Authors: Joyce Maynard
“You know what her problem was?” Lydia said. “She was too sensitive. She had these high ideals, and real life just couldn’t live up to them. Nobody else was as good as her. She was just too perfect. Too perfect for this messed-up world. The only one that never let her down was her dog.”
I
HOPE THEY’RE SATISFIED
now. The police. Those low-life boys who dragged my daughter’s name through the mud, and that pathetic girlfriend of theirs who called herself Suzanne’s friend, and then made it look like my daughter was a slut and a murderer. And the media. They’re the most guilty of all, in my opinion, for the way they sensationalized everything, and made it so Susie’s face was plastered all over the news every night as a suspected killer.
She was a strong person, but everyone has their breaking point, and finally Suzanne just reached hers. She had managed to deal with the pain of her husband’s drug addiction, and even physical abuse. Never even letting on to Earl and myself, she was so brave. She managed to go on with her life, after having Larry taken from her. She managed to keep her chin up, when they put handcuffs on her and took her off to jail. She even managed to deal with the suspicions and abandonment of his family. What destroyed her was seeing herself on the news every night, portrayed as a cold-blooded killer. The way those so-called journalists twisted the truth of her story, for their own sensationalistic purposes. They’re as guilty of her death as they would have been if they’d stood there and pushed her off the bridge themselves.
At night, when I can’t sleep, I sometimes get out of bed and come downstairs. Sit in the family room, where we spent so many happy hours with Suzanne. Take out the photograph albums. Sometimes I’ll put one of her videos on, and watch her doing one of her broadcasts, or singing that song of hers. “High Hopes.”
I try to stop myself, but then I picture her getting dressed that last morning. Putting on her makeup, doing her nails. You know she had fresh polish on her nails when they found her?
There she was, a couple of hours away from ending her own life, but still she wanted to look pretty. She never would cut herself any slack. Always had to be the best she could be.

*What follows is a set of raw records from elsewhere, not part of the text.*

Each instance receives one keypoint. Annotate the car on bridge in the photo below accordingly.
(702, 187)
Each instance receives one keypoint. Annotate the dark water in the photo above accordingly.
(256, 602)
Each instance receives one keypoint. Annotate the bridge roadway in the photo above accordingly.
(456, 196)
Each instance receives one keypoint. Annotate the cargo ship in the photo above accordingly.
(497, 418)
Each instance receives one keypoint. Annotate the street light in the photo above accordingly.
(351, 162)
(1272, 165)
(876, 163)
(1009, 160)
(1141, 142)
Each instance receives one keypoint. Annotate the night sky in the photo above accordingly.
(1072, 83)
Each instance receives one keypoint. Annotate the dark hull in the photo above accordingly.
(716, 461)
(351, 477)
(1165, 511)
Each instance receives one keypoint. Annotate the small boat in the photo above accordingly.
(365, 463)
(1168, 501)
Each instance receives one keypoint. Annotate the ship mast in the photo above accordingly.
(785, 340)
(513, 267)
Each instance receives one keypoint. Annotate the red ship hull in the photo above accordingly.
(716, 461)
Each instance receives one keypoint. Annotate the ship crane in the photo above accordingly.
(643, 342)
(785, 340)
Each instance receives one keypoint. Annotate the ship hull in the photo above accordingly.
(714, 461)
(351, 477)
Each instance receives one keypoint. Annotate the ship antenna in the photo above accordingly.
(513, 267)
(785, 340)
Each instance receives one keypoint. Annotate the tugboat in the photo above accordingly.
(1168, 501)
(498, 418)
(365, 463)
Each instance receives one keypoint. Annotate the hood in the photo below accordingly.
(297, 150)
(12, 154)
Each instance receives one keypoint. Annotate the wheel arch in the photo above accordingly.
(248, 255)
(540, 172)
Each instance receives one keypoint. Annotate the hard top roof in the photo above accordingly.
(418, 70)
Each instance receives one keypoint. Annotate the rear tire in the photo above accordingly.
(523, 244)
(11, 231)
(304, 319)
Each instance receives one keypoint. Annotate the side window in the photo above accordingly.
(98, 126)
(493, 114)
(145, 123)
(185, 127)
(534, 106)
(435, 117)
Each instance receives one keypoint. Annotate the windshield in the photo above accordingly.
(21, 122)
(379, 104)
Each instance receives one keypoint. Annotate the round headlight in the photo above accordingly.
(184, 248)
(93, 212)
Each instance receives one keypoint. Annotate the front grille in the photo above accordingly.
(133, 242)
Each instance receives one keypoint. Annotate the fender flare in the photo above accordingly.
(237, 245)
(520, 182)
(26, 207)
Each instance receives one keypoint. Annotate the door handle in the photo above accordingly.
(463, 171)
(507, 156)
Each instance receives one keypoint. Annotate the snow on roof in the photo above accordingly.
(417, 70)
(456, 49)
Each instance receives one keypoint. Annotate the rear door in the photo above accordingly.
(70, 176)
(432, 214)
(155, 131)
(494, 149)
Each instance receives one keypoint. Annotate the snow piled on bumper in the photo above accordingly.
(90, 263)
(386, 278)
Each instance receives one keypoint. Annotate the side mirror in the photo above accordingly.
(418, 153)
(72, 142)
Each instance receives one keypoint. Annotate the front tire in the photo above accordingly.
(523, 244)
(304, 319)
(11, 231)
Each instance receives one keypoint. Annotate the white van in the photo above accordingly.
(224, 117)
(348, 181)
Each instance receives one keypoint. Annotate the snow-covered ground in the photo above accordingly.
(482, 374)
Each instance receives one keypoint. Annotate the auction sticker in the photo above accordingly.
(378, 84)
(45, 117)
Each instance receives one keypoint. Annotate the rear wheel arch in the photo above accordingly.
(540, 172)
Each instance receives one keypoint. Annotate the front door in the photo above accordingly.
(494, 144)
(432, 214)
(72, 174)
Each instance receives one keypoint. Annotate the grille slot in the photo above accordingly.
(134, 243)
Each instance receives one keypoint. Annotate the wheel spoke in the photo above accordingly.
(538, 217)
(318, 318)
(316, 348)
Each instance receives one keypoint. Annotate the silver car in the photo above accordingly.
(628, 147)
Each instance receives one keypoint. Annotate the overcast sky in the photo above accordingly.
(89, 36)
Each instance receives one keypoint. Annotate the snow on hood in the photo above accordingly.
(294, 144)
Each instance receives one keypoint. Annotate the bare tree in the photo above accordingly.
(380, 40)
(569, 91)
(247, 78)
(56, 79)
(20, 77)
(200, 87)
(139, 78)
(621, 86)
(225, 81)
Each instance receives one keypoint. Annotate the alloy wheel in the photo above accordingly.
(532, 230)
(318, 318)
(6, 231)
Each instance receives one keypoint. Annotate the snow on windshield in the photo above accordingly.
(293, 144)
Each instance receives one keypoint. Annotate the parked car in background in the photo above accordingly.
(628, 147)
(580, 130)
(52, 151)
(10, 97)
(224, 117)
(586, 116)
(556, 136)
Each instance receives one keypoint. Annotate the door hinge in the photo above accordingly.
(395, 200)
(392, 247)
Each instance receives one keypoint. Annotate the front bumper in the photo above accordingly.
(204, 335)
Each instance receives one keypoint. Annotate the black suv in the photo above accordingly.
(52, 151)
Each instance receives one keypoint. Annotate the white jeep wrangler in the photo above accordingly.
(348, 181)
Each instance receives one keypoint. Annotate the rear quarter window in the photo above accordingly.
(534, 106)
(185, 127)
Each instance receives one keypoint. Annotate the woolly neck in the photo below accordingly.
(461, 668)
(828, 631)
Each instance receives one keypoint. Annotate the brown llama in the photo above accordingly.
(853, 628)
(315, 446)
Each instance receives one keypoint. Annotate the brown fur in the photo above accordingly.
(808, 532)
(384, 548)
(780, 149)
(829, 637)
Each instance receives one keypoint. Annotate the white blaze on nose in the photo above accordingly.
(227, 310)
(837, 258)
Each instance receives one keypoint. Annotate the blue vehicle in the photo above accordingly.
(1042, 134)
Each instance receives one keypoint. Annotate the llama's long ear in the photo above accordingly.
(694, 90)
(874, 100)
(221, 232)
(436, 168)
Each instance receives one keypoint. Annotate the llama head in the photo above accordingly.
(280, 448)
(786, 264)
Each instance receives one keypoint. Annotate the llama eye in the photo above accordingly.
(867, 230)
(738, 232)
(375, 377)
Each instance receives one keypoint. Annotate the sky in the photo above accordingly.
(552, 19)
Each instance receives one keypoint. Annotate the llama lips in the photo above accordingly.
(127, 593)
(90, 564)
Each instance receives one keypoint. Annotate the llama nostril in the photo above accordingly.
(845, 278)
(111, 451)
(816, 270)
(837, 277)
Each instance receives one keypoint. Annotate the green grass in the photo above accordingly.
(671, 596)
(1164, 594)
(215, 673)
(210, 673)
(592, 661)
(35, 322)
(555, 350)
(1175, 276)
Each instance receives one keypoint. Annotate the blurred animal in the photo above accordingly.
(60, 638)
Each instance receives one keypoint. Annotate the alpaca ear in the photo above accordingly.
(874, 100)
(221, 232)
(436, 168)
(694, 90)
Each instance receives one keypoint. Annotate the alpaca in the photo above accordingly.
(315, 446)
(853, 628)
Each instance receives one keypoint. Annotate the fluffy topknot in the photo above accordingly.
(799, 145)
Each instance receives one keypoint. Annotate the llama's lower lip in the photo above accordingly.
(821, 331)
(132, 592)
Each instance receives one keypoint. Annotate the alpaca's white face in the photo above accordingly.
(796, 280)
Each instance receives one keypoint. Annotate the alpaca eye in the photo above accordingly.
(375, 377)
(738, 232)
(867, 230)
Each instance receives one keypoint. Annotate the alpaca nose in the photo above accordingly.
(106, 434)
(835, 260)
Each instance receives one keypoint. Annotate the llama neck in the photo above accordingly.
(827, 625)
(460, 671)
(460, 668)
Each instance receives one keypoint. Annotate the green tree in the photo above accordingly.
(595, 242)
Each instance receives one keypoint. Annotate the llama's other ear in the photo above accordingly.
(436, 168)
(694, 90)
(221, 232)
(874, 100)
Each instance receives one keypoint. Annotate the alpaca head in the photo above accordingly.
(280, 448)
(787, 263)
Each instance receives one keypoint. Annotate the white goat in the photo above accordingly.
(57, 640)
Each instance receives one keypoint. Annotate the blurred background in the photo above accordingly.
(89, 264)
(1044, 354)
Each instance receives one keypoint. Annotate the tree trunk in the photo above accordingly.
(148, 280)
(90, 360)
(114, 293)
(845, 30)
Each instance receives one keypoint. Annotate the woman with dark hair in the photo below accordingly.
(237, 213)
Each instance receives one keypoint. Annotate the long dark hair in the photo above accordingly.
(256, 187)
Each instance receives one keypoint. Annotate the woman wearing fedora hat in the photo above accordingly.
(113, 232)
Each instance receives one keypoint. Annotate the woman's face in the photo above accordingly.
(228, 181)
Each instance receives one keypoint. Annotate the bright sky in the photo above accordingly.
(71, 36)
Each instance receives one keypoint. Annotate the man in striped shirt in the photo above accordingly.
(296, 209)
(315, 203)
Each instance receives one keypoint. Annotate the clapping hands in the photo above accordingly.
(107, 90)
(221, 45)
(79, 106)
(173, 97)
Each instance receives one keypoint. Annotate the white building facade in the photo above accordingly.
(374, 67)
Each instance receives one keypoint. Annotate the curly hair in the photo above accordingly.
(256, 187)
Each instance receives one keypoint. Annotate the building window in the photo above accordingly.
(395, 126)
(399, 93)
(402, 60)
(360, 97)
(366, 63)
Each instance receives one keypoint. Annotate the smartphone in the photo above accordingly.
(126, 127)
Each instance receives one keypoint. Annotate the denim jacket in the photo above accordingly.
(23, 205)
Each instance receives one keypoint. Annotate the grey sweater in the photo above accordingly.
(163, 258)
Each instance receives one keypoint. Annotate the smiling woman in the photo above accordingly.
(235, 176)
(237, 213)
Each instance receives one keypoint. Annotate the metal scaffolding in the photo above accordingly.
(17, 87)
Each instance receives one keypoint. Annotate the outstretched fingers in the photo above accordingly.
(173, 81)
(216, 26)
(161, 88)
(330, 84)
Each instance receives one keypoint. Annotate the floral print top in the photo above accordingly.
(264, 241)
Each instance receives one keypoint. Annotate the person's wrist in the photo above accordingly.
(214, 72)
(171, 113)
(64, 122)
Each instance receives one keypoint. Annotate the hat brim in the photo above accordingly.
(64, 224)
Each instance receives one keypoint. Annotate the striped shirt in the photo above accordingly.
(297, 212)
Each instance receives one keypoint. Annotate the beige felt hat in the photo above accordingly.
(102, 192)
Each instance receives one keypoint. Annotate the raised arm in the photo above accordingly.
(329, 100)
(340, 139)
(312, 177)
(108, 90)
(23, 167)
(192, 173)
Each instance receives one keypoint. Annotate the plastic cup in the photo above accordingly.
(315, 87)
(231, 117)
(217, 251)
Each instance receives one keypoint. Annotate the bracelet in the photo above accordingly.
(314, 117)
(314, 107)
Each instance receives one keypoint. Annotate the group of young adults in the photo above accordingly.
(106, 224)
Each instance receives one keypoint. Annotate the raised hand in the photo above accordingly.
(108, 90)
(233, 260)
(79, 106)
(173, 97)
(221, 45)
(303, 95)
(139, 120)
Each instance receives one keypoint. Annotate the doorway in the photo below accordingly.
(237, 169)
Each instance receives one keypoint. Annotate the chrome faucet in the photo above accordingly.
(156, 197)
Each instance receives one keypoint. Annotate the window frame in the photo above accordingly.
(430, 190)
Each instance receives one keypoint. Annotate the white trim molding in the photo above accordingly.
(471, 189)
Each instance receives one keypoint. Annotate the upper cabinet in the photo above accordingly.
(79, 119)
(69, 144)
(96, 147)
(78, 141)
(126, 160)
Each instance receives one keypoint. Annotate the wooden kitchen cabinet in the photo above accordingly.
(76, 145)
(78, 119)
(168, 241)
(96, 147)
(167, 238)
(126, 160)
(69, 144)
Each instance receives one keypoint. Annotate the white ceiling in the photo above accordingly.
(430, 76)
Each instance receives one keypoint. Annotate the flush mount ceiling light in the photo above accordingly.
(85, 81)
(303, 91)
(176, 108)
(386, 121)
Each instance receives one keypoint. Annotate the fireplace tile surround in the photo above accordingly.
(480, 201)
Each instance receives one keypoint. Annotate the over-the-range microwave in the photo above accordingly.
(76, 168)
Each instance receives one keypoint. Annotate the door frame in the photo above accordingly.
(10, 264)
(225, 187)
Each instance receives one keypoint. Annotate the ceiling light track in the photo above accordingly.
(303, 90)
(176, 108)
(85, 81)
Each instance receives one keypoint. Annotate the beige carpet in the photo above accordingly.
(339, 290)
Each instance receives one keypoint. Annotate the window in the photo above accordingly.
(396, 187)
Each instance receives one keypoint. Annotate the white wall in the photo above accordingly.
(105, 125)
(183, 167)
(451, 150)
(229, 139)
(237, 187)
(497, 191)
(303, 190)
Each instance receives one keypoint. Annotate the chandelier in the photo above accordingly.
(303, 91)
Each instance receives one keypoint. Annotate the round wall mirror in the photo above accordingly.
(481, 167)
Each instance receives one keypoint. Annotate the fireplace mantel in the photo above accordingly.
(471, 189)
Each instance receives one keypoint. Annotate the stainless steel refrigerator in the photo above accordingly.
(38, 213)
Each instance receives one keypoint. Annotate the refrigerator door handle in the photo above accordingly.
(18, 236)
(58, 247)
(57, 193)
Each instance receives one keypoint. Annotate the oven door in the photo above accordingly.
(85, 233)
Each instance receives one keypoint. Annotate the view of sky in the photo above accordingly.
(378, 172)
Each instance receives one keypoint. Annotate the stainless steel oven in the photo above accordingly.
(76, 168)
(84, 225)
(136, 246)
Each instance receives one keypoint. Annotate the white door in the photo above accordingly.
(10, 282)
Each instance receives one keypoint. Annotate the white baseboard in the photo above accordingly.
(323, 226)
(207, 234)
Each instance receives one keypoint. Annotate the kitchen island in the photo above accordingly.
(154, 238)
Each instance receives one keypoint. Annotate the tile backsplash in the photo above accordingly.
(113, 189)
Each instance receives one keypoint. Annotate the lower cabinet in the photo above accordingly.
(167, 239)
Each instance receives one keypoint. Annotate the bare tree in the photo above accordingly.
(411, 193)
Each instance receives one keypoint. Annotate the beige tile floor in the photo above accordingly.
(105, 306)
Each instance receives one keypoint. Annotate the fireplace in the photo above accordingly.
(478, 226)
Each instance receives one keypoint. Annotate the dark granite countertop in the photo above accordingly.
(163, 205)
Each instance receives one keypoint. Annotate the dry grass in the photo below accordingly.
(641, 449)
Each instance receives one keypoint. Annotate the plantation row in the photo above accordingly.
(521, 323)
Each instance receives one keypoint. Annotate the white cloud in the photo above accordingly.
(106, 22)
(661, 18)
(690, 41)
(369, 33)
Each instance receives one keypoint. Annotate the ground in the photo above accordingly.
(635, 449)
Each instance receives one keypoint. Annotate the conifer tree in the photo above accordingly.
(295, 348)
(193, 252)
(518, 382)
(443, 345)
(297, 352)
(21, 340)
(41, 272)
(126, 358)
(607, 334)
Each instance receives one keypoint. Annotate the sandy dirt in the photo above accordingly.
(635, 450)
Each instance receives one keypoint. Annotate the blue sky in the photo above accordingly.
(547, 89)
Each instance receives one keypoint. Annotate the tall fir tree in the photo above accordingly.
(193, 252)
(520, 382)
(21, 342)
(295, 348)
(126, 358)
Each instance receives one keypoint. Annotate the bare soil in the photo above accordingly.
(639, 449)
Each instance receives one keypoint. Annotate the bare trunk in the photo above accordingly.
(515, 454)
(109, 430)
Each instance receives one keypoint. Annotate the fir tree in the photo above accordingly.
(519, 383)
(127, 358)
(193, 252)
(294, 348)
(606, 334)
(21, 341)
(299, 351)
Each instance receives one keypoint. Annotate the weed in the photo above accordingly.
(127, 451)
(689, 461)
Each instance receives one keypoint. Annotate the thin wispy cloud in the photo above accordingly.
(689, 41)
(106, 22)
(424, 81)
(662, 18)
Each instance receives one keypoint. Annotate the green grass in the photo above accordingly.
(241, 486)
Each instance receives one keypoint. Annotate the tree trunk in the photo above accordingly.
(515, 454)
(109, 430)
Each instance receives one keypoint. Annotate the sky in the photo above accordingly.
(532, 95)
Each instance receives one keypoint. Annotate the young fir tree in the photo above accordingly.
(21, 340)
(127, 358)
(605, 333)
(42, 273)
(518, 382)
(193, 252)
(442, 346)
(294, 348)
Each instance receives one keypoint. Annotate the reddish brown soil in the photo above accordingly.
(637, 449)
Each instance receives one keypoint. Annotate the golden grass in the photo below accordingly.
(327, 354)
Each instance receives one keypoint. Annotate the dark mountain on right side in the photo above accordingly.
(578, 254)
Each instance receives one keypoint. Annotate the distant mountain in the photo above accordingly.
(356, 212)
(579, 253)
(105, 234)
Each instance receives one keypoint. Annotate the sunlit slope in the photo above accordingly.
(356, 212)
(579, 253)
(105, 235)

She was wearing her favorite dress. The little pearl earrings Earl and I gave her for her twenty-first birthday. Her wedding ring, of course. That meant so much to her.
People wonder why she didn’t leave a note. But Earl and I, we understand. There was nothing left to say. Her actions spoke for themselves. Her heart had been broken. The trial hadn’t even begun, but already she’d been found guilty in the press.
I can’t help myself. I keep playing the scene over and over in my head, like a show I can’t turn off. It’s like back in 1963, when they kept showing that same footage of the Kennedy assassination, again and again and again. The way they kept making us watch the
Challenger
takeoff, kept showing it rising up in the sky, and then exploding. Only this time it’s my own girl that’s blown away before my very eyes.
I see her parking the car. I see her opening the car door, looking out to sea. And then climbing up onto the railing. She hesitates for a second. If only we’d been there to stop her. But we weren’t. Then she jumps.
W
E HAD TO ORDER
an autopsy on Suzanne Maretto’s body naturally. Routine procedure. You weren’t expecting anymore surprises at this point. Just trying to wrap things up. We had our perpetrator. She’d even obliged us by doing herself in, saving us the trouble.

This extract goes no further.